DSmT Decision-Making Algorithms for Finding Grasping Configurations of Robot Dexterous Hands
Author: Ionel-Alexandru Gal
Publisher: Infinite Study
Total Pages: 26
Release:
Genre:
ISBN:

In this paper, we present a deciding technique for robotic dexterous hand configurations. This algorithm can be used to decide on how to configure a robotic hand so it can grasp objects in different scenarios. Receiving as input, several sensor signals that provide information on the object’s shape, the DSmT decision-making algorithm passes the information through several steps before deciding what hand configuration should be used for a certain object and task.

Fewer, Better Things

Fewer, Better Things
Author: Glenn Adamson
Publisher: Bloomsbury Publishing USA
Total Pages: 273
Release: 2018-08-07
Genre: Art
ISBN: 1632869667

From the former director of the Museum of Arts and Design in New York, a timely and passionate case for the role of the well-designed object in the digital age.
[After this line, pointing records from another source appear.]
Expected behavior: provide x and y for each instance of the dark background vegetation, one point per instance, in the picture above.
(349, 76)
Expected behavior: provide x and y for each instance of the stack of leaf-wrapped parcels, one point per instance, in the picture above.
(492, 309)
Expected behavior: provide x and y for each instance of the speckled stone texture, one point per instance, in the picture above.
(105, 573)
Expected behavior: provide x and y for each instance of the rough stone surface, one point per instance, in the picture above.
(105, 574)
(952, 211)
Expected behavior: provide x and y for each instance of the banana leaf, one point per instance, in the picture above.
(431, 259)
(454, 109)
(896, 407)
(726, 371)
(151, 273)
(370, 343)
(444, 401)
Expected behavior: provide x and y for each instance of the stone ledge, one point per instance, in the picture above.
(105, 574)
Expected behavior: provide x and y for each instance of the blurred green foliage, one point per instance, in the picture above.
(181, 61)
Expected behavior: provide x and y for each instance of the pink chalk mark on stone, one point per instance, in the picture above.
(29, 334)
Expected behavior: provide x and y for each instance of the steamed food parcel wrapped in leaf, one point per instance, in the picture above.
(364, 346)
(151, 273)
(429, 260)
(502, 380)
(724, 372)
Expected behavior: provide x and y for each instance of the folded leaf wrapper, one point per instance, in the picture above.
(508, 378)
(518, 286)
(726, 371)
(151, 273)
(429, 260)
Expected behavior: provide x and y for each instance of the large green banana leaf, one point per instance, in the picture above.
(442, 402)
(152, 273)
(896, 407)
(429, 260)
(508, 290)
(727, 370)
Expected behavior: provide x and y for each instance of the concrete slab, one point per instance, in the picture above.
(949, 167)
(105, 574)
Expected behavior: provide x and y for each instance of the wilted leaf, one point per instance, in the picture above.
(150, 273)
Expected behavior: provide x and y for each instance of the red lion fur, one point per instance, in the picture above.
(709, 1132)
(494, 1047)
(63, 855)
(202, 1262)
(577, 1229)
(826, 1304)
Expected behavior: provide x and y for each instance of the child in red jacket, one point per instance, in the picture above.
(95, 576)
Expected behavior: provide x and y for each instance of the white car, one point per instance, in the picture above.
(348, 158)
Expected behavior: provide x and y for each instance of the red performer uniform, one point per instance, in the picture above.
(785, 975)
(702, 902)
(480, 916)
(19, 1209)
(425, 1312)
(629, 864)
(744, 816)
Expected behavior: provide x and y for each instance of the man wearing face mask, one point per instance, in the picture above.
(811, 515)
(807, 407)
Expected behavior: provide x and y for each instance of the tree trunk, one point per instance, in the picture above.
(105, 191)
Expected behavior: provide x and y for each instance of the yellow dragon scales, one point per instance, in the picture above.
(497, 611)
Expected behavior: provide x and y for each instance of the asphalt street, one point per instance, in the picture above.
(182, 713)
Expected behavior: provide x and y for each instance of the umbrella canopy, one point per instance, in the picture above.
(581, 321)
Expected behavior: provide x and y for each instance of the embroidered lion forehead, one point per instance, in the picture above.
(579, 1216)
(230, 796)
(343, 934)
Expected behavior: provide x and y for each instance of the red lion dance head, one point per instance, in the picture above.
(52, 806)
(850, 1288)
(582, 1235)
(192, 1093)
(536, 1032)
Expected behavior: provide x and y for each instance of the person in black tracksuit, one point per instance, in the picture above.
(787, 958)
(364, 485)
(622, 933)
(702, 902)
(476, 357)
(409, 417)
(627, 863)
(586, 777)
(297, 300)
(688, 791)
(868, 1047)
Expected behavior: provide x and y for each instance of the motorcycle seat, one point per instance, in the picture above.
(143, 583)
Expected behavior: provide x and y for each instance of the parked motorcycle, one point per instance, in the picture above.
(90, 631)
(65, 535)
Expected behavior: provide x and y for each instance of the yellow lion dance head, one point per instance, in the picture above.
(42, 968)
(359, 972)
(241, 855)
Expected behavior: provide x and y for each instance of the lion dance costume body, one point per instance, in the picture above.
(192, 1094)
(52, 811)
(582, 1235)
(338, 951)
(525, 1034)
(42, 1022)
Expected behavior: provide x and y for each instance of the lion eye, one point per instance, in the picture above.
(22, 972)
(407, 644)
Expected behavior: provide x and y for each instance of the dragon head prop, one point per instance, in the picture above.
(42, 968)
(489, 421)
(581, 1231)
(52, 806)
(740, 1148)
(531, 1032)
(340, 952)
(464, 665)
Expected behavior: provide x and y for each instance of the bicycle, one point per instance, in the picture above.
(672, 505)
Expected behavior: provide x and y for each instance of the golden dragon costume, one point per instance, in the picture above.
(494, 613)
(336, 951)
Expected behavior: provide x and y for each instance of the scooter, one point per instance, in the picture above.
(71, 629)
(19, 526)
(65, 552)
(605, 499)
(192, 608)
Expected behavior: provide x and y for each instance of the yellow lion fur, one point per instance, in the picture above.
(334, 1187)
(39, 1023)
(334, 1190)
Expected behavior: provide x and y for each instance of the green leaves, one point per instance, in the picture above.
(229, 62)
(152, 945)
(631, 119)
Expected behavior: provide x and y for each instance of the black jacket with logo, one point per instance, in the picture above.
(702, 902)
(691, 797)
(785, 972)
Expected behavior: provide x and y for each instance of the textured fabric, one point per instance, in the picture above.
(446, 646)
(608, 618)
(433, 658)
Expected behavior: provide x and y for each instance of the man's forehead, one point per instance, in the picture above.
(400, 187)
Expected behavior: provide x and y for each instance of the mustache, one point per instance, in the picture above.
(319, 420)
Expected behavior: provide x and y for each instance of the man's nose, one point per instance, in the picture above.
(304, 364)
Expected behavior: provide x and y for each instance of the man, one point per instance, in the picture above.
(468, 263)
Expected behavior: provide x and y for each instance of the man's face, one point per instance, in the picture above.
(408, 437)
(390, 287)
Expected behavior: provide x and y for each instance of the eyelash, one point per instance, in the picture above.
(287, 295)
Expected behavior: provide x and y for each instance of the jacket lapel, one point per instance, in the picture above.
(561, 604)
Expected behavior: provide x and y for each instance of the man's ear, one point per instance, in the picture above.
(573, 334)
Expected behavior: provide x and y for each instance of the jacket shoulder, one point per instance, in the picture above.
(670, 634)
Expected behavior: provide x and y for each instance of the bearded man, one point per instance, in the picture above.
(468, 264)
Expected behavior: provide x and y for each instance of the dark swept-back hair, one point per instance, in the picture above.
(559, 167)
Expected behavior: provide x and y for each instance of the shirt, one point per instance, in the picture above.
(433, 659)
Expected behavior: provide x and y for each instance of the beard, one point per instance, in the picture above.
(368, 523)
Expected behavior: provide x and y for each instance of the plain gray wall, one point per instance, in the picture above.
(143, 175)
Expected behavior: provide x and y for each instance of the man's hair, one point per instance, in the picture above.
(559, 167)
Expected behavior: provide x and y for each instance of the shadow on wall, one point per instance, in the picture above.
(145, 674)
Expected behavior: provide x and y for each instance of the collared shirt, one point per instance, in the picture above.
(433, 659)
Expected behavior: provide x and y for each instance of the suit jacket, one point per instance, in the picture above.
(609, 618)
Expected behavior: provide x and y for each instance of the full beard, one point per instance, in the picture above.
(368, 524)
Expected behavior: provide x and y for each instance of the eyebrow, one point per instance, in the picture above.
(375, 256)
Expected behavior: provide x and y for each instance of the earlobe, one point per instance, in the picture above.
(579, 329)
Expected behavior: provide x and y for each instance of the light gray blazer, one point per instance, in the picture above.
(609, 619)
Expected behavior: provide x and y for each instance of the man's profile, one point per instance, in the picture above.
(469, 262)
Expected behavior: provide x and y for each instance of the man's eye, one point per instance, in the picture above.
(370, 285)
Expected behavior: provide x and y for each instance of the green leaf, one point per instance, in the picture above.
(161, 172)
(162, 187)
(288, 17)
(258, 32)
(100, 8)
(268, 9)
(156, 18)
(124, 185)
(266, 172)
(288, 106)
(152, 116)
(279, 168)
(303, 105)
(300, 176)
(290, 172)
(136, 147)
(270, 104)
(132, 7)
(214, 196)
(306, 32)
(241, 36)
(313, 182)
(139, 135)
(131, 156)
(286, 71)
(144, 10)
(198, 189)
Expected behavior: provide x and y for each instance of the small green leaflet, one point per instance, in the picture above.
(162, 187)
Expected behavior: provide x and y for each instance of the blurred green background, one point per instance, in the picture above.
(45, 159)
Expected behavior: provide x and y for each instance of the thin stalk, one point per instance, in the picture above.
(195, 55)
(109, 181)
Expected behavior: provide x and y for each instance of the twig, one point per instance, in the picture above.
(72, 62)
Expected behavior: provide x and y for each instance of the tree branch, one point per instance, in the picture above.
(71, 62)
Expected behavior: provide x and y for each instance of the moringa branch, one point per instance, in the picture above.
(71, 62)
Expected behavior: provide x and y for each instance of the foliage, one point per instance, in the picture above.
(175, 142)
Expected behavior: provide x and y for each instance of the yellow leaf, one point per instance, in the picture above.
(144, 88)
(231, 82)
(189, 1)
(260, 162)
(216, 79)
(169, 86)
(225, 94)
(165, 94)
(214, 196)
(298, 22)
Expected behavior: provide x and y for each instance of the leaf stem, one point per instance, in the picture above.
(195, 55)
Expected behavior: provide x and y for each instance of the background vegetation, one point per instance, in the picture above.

Curator and scholar Glenn Adamson opens Fewer, Better Things by contrasting his beloved childhood teddy bear to the smartphones and digital tablets children have today. He laments that many children and adults are losing touch with the material objects that have nurtured human development for thousands of years. The objects are still here, but we seem to care less and know less about them. In his presentations to groups, he often asks an audience member what he or she knows about the chair the person is sitting in. Few people know much more than whether it's made of wood, plastic, or metal. If we know little about how things are made, it's hard to remain connected to the world around us. Fewer, Better Things explores the history of craft in its many forms, explaining how raw materials, tools, design, and technique come together to produce beauty and utility in handmade or manufactured items. Whether describing the implements used in a traditional Japanese tea ceremony, the use of woodworking tools, or the use of new fabrication technologies, Adamson writes expertly and lovingly about the aesthetics of objects, and the care and attention that goes into producing them. Reading this wise and elegant book is a truly transformative experience.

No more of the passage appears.